Este 17 de noviembre el Papa Francisco celebró en la Basílica de San Pedro la Misa por la VIII Jornada Mundial de los Pobres, una iniciativa que comenzó en el 2016 con su carta apostólica Misericordia et misera.
A continuación, la homilía completa del Papa Francisco:
Las palabras que acabamos de escuchar podrían suscitarnos sentimientos de angustia; en realidad, son un gran anuncio de esperanza. En efecto, si Jesús por una parte pareciera describir el estado de ánimo de quien ha visto la destrucción de Jerusalén y piensa que haya llegado el final, al mismo tiempo Él anuncia algo extraordinario: en la hora de la oscuridad y la desolación, justo en el momento en que todo parece derrumbarse, Dios viene, Dios se hace cercano, Dios nos reúne para salvarnos.
Jesús nos invita a tener una mirada más aguda, a tener ojos capaces de “leer desde adentro” los acontecimientos de la historia, para descubrir que, incluso en las angustias de nuestro corazón y de nuestro tiempo, hay una esperanza inquebrantable que brilla. Por eso, en esta Jornada Mundial de los Pobres, detengámonos precisamente en estas dos realidades: angustia y esperanza. Realidades que siempre están combatiendo dentro de nuestro corazón.
Primero la angustia. Es un sentimiento extendido en nuestra época, donde la comunicación social amplifica los problemas y las heridas, haciendo que el mundo sea más inseguro y el futuro más incierto. Asimismo, el Evangelio de hoy se abre con un escenario que proyecta en el cosmos la tribulación del pueblo, y lo hace utilizando un lenguaje apocalíptico: «El sol se oscurecerá, la luna dejará de brillar, las estrellas caerán del cielo y los astros se conmoverán» (Mc 13,24-25).

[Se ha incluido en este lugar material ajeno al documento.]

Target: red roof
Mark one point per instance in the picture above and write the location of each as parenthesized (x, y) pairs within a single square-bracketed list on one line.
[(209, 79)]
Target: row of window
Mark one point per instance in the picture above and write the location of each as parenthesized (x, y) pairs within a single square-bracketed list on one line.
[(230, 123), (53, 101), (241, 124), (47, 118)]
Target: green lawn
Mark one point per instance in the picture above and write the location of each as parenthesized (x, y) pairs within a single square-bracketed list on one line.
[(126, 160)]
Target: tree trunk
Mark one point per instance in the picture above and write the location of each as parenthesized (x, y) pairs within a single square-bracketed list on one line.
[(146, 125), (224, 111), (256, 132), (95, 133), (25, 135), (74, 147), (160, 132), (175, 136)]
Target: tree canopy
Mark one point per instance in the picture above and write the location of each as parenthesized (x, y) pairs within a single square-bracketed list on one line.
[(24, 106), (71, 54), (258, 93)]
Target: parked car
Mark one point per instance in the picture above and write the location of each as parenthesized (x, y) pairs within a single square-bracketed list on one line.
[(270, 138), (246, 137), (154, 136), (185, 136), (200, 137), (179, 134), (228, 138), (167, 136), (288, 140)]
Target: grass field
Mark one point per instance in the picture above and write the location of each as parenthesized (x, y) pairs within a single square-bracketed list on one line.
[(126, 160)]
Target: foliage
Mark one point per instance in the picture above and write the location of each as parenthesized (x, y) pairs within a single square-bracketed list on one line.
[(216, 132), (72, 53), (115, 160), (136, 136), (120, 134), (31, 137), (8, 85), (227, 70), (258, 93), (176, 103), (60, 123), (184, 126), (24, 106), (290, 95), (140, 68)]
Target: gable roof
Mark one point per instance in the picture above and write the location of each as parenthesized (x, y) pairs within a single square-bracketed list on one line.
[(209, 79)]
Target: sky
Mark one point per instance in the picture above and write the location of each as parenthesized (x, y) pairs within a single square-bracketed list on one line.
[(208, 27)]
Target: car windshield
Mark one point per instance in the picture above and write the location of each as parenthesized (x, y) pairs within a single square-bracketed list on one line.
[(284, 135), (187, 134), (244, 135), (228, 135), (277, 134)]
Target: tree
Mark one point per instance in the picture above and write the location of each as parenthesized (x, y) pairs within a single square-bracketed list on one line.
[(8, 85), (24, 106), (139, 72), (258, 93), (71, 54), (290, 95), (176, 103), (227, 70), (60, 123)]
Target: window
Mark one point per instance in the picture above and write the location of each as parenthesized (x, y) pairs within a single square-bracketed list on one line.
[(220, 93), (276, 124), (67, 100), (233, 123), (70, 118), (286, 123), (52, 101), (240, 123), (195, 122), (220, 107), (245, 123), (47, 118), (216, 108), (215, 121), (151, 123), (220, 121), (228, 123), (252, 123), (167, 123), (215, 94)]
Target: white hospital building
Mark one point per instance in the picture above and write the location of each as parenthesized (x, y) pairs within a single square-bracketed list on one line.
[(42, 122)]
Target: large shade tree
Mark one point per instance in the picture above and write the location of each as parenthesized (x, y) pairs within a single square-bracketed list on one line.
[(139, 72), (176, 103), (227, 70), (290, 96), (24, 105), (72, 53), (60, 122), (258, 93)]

Si nuestra mirada se limita solo a la narración de los hechos, prevalecerá en nosotros la angustia. De hecho, también hoy vemos el sol oscurecerse y la luna apagarse, vemos el hambre y la carestía que oprimen a muchos hermanos y hermanas que no tienen qué comer, vemos los horrores de la guerra, vemos las muertes inocentes. Frente a esta realidad, corremos el riesgo de hundirnos en el desánimo y dejar pasar inadvertida la presencia de Dios dentro del drama de la historia. De este modo, nos condenamos a la impotencia; vemos como a nuestro alrededor crece la injusticia que provoca el dolor de los pobres, sin embargo, nos dejamos llevar por la inercia de aquellos que, por comodidad o por pereza, piensan que “el mundo es así” y “no hay nada que yo pueda hacer”. Así, incluso la fe cristiana se reduce a una devoción pasiva, que no incomoda a los poderes de este mundo y no produce ningún compromiso concreto en la caridad. Y mientras una parte del mundo está condenada a vivir en los sectores marginales de la historia, al tiempo que crecen las desigualdades y la economía castiga a los más débiles, mientras la sociedad se consagra a la idolatría del dinero, sucede que los pobres y los excluidos no pueden hacer otra cosa que continuar esperando (cf. Ex ap. Evangelii gaudium, 54).